Découverte de la revue Hors Cadre(s), observatoire de l'album et des littératures graphiques, qui en est déjà à son seizième numéro, consacré à La création et le numérique. Mise en page aérée, articles de fond sous des angles d'approche variés, enquêtes sérieuses, la publication destinée à la littérature jeunesse, rare lieu où la création littéraire et graphique s'épanouit encore, donne envie de retourner voir les précédents numéros. Sur le site Internet chacun reproduit son sommaire et les 48 pages que l'on peut feuilleter au format swf, mais la lecture de l'objet original reste indispensable à moins d'être radin au point de se crever les yeux et d'attraper la migraine en tentant de décrypter ce généreux avant-goût (L'Atelier du Poisson Soluble, 11€ le n° ou abonnement).


Ce n'est pas un hasard si je suis tombé sur cette belle revue, mais tout simplement parce que j'y suis cité plusieurs fois ainsi que certaines œuvres auxquelles j'ai participé. Ainsi Séverine Lebrun (Ceci n'est pas un livre - À la découverte des acteurs d'un nouveau monde) m'interroge sur le design sonore en s'appuyant sur Boum, roman graphique et sonore conçu avec l'illustrateur Mikaël Cixous et à paraître début mai chez Les Inéditeurs, et Marianne Berissi (On peut faire défiler le texte ?) évoque mon roman augmenté USA 1968 deux enfants réalisé avec la même équipe qui comprend également Sonia Cruchon et Mathias Franck. Et Yann Fastier de rappeler les antécédents du CD-Rom Alphabet créé avec Murielle Lefèvre et Frédéric Durieu à partir des illustrations de Květa Pacovská ; car ce fut bien l'âge d'or de la création numérique, avec des budgets considérables en regard de ce qui se pratique aujourd'hui et donc la possibilité de se plonger dans une recherche inventive encore inégalée, même par les superbes œuvres que l'équipe de Hors Cadre(s) recadre au fil des pages.

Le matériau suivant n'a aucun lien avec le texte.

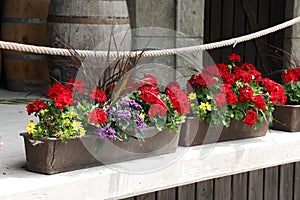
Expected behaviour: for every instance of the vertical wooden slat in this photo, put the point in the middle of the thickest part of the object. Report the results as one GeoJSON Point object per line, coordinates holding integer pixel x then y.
{"type": "Point", "coordinates": [227, 27]}
{"type": "Point", "coordinates": [271, 183]}
{"type": "Point", "coordinates": [263, 21]}
{"type": "Point", "coordinates": [255, 185]}
{"type": "Point", "coordinates": [149, 196]}
{"type": "Point", "coordinates": [250, 9]}
{"type": "Point", "coordinates": [297, 181]}
{"type": "Point", "coordinates": [186, 192]}
{"type": "Point", "coordinates": [206, 56]}
{"type": "Point", "coordinates": [215, 27]}
{"type": "Point", "coordinates": [222, 188]}
{"type": "Point", "coordinates": [207, 21]}
{"type": "Point", "coordinates": [205, 190]}
{"type": "Point", "coordinates": [239, 186]}
{"type": "Point", "coordinates": [239, 27]}
{"type": "Point", "coordinates": [276, 39]}
{"type": "Point", "coordinates": [169, 194]}
{"type": "Point", "coordinates": [286, 182]}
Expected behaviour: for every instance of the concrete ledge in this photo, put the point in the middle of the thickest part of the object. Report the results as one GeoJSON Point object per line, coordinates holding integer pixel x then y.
{"type": "Point", "coordinates": [187, 165]}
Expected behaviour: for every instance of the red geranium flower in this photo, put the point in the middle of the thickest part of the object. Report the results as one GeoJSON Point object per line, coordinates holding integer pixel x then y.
{"type": "Point", "coordinates": [178, 98]}
{"type": "Point", "coordinates": [246, 94]}
{"type": "Point", "coordinates": [223, 67]}
{"type": "Point", "coordinates": [259, 102]}
{"type": "Point", "coordinates": [36, 106]}
{"type": "Point", "coordinates": [150, 95]}
{"type": "Point", "coordinates": [157, 109]}
{"type": "Point", "coordinates": [234, 57]}
{"type": "Point", "coordinates": [220, 99]}
{"type": "Point", "coordinates": [97, 116]}
{"type": "Point", "coordinates": [76, 85]}
{"type": "Point", "coordinates": [55, 90]}
{"type": "Point", "coordinates": [291, 75]}
{"type": "Point", "coordinates": [64, 99]}
{"type": "Point", "coordinates": [97, 95]}
{"type": "Point", "coordinates": [250, 118]}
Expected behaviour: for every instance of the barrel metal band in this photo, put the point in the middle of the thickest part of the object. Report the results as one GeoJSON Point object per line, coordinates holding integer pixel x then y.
{"type": "Point", "coordinates": [88, 20]}
{"type": "Point", "coordinates": [24, 20]}
{"type": "Point", "coordinates": [18, 56]}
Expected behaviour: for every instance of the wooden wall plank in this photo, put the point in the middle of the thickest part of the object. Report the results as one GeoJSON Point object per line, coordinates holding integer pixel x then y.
{"type": "Point", "coordinates": [205, 190]}
{"type": "Point", "coordinates": [169, 194]}
{"type": "Point", "coordinates": [215, 27]}
{"type": "Point", "coordinates": [255, 184]}
{"type": "Point", "coordinates": [250, 9]}
{"type": "Point", "coordinates": [271, 177]}
{"type": "Point", "coordinates": [227, 27]}
{"type": "Point", "coordinates": [263, 21]}
{"type": "Point", "coordinates": [222, 188]}
{"type": "Point", "coordinates": [297, 181]}
{"type": "Point", "coordinates": [239, 186]}
{"type": "Point", "coordinates": [286, 182]}
{"type": "Point", "coordinates": [277, 9]}
{"type": "Point", "coordinates": [149, 196]}
{"type": "Point", "coordinates": [239, 27]}
{"type": "Point", "coordinates": [186, 192]}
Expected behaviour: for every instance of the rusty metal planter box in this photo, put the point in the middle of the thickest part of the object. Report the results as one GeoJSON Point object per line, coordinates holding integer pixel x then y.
{"type": "Point", "coordinates": [52, 156]}
{"type": "Point", "coordinates": [194, 132]}
{"type": "Point", "coordinates": [286, 118]}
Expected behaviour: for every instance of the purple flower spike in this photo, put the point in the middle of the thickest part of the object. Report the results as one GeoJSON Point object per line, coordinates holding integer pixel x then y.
{"type": "Point", "coordinates": [139, 121]}
{"type": "Point", "coordinates": [124, 114]}
{"type": "Point", "coordinates": [131, 103]}
{"type": "Point", "coordinates": [105, 133]}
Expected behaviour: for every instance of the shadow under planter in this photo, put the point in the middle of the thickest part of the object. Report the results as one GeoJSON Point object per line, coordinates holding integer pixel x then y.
{"type": "Point", "coordinates": [194, 132]}
{"type": "Point", "coordinates": [51, 155]}
{"type": "Point", "coordinates": [286, 118]}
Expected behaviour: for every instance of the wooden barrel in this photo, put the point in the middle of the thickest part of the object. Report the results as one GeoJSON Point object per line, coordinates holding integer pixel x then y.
{"type": "Point", "coordinates": [82, 24]}
{"type": "Point", "coordinates": [24, 21]}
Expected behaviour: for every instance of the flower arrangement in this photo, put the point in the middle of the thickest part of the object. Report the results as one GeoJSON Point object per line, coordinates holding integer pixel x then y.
{"type": "Point", "coordinates": [224, 92]}
{"type": "Point", "coordinates": [162, 109]}
{"type": "Point", "coordinates": [72, 111]}
{"type": "Point", "coordinates": [291, 85]}
{"type": "Point", "coordinates": [57, 115]}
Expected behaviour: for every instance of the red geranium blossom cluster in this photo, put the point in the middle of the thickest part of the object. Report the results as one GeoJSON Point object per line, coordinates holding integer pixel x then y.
{"type": "Point", "coordinates": [231, 85]}
{"type": "Point", "coordinates": [178, 98]}
{"type": "Point", "coordinates": [150, 93]}
{"type": "Point", "coordinates": [36, 106]}
{"type": "Point", "coordinates": [97, 116]}
{"type": "Point", "coordinates": [61, 95]}
{"type": "Point", "coordinates": [291, 75]}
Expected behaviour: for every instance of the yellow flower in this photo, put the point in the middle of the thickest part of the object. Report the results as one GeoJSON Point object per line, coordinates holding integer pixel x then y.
{"type": "Point", "coordinates": [71, 115]}
{"type": "Point", "coordinates": [202, 106]}
{"type": "Point", "coordinates": [30, 128]}
{"type": "Point", "coordinates": [82, 131]}
{"type": "Point", "coordinates": [192, 96]}
{"type": "Point", "coordinates": [208, 106]}
{"type": "Point", "coordinates": [142, 115]}
{"type": "Point", "coordinates": [76, 125]}
{"type": "Point", "coordinates": [44, 111]}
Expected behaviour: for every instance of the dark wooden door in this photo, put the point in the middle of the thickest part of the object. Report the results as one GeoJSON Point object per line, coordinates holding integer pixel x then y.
{"type": "Point", "coordinates": [225, 19]}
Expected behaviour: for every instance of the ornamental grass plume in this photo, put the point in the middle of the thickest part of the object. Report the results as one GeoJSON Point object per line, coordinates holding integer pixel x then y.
{"type": "Point", "coordinates": [224, 92]}
{"type": "Point", "coordinates": [291, 84]}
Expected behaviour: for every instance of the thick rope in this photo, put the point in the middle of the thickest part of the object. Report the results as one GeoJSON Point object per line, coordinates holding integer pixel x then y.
{"type": "Point", "coordinates": [89, 53]}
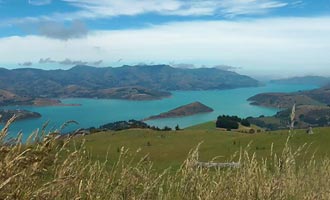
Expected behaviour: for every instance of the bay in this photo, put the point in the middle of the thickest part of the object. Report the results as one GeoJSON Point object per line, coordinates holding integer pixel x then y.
{"type": "Point", "coordinates": [96, 112]}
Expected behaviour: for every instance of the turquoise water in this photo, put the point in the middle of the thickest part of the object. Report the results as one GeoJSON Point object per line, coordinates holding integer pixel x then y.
{"type": "Point", "coordinates": [95, 112]}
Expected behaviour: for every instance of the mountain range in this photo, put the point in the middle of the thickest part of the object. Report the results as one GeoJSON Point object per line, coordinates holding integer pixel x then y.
{"type": "Point", "coordinates": [145, 82]}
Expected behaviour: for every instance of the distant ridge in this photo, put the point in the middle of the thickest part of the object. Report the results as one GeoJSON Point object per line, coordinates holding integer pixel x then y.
{"type": "Point", "coordinates": [92, 82]}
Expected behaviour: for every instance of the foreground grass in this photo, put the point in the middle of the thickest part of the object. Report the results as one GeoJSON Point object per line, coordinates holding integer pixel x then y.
{"type": "Point", "coordinates": [55, 169]}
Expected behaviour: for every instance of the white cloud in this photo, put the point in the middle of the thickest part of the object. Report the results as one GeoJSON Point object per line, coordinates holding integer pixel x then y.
{"type": "Point", "coordinates": [280, 45]}
{"type": "Point", "coordinates": [39, 2]}
{"type": "Point", "coordinates": [97, 9]}
{"type": "Point", "coordinates": [230, 8]}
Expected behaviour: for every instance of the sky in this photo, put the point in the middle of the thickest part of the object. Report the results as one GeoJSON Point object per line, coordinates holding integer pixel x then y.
{"type": "Point", "coordinates": [265, 38]}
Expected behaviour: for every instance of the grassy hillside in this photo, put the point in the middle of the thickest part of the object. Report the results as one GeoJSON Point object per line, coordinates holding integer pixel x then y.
{"type": "Point", "coordinates": [167, 149]}
{"type": "Point", "coordinates": [69, 169]}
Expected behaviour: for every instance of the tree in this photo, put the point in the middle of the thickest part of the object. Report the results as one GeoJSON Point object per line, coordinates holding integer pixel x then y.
{"type": "Point", "coordinates": [245, 122]}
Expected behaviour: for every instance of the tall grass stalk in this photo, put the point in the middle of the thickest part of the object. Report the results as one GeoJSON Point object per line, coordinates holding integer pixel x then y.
{"type": "Point", "coordinates": [48, 168]}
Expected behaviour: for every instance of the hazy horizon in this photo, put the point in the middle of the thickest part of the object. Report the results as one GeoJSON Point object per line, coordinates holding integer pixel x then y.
{"type": "Point", "coordinates": [259, 38]}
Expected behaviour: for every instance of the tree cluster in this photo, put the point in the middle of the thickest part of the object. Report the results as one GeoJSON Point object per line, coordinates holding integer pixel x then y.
{"type": "Point", "coordinates": [231, 122]}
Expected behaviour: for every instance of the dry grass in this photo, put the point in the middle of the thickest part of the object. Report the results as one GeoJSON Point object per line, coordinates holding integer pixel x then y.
{"type": "Point", "coordinates": [45, 168]}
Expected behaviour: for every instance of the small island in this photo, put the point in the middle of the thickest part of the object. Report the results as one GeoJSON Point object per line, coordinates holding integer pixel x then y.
{"type": "Point", "coordinates": [183, 111]}
{"type": "Point", "coordinates": [5, 115]}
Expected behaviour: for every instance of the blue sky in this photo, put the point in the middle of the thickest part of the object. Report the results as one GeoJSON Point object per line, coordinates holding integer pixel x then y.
{"type": "Point", "coordinates": [252, 36]}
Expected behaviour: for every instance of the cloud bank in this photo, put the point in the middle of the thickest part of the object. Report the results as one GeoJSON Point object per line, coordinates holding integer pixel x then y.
{"type": "Point", "coordinates": [299, 45]}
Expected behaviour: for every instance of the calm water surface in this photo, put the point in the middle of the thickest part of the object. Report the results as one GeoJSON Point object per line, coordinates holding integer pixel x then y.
{"type": "Point", "coordinates": [95, 112]}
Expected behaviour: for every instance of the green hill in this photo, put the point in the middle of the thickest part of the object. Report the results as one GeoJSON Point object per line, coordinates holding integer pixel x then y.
{"type": "Point", "coordinates": [170, 149]}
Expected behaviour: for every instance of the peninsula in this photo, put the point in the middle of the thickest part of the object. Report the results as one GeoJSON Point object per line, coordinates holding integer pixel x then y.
{"type": "Point", "coordinates": [183, 111]}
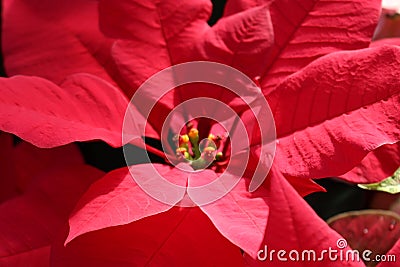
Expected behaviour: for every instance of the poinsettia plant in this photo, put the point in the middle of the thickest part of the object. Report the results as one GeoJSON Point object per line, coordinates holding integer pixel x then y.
{"type": "Point", "coordinates": [73, 67]}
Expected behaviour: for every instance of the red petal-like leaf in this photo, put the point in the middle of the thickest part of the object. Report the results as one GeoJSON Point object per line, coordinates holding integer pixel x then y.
{"type": "Point", "coordinates": [331, 114]}
{"type": "Point", "coordinates": [376, 166]}
{"type": "Point", "coordinates": [54, 39]}
{"type": "Point", "coordinates": [158, 32]}
{"type": "Point", "coordinates": [29, 223]}
{"type": "Point", "coordinates": [293, 225]}
{"type": "Point", "coordinates": [241, 41]}
{"type": "Point", "coordinates": [393, 262]}
{"type": "Point", "coordinates": [386, 41]}
{"type": "Point", "coordinates": [364, 230]}
{"type": "Point", "coordinates": [247, 212]}
{"type": "Point", "coordinates": [46, 115]}
{"type": "Point", "coordinates": [14, 178]}
{"type": "Point", "coordinates": [236, 6]}
{"type": "Point", "coordinates": [178, 237]}
{"type": "Point", "coordinates": [8, 183]}
{"type": "Point", "coordinates": [306, 30]}
{"type": "Point", "coordinates": [116, 199]}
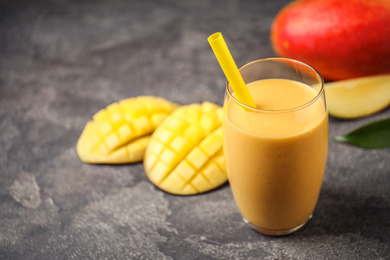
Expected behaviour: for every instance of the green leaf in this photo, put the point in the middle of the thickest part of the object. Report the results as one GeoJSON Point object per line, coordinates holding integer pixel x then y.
{"type": "Point", "coordinates": [372, 135]}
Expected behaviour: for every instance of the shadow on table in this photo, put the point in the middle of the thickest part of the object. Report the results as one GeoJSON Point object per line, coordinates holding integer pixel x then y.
{"type": "Point", "coordinates": [338, 212]}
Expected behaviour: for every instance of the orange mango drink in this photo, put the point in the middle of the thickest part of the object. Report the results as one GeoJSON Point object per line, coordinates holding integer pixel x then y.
{"type": "Point", "coordinates": [276, 153]}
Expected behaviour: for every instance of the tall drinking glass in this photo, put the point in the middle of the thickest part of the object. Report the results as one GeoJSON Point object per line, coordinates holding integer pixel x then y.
{"type": "Point", "coordinates": [276, 153]}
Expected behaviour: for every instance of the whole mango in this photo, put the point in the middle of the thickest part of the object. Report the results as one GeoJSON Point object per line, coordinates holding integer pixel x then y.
{"type": "Point", "coordinates": [342, 39]}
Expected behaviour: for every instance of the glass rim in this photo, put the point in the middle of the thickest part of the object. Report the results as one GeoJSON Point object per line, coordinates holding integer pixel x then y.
{"type": "Point", "coordinates": [229, 90]}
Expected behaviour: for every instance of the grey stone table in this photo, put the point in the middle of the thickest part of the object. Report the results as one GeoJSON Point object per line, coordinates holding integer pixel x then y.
{"type": "Point", "coordinates": [61, 61]}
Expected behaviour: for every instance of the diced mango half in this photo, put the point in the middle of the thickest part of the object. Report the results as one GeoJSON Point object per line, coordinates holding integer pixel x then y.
{"type": "Point", "coordinates": [185, 155]}
{"type": "Point", "coordinates": [121, 132]}
{"type": "Point", "coordinates": [358, 97]}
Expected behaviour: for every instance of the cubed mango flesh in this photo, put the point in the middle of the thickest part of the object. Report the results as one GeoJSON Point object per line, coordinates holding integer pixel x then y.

Dans son édito Sophie Van der Linden s'étonne que les créateurs insistent systématiquement que "l'ordinateur n'est qu'un outil". À chaque nouvelle révolution technologique il a pourtant fallu rappeler que les nouveaux instruments ne chassent pas forcément les anciens, mais qu'ils les complètent, offrant de réaliser des créations jusqu'ici seulement rêvées. À chaque support correspond des œuvres particulières et chaque œuvre doit trouver le support qui lui est le mieux adapté. Il aura ainsi fallu l'invention de la peinture en tube pour que les impressionnistes puissent glisser les couleurs dans leur poche et aillent peindre sur nature. De même la création numérique offre les ressources de l'interactivité, du partage entre lecteurs, des lumières inédites, des animations ou, en ce qui me concerne, la joie d'utiliser le son de mille manières inventives et complémentaires, loin des illustrations redondantes que tant de médias audiovisuels ont banalisé à force de rentabilisation, de marketing "ciblé", d'inculture et de perte de mémoire. Associer par exemple du son "hors cadre" aux images élargit l'espace en laissant deviner ce que l'on ne voit pas, et ses évocations laissent vagabonder l'imagination comme aucun autre artifice.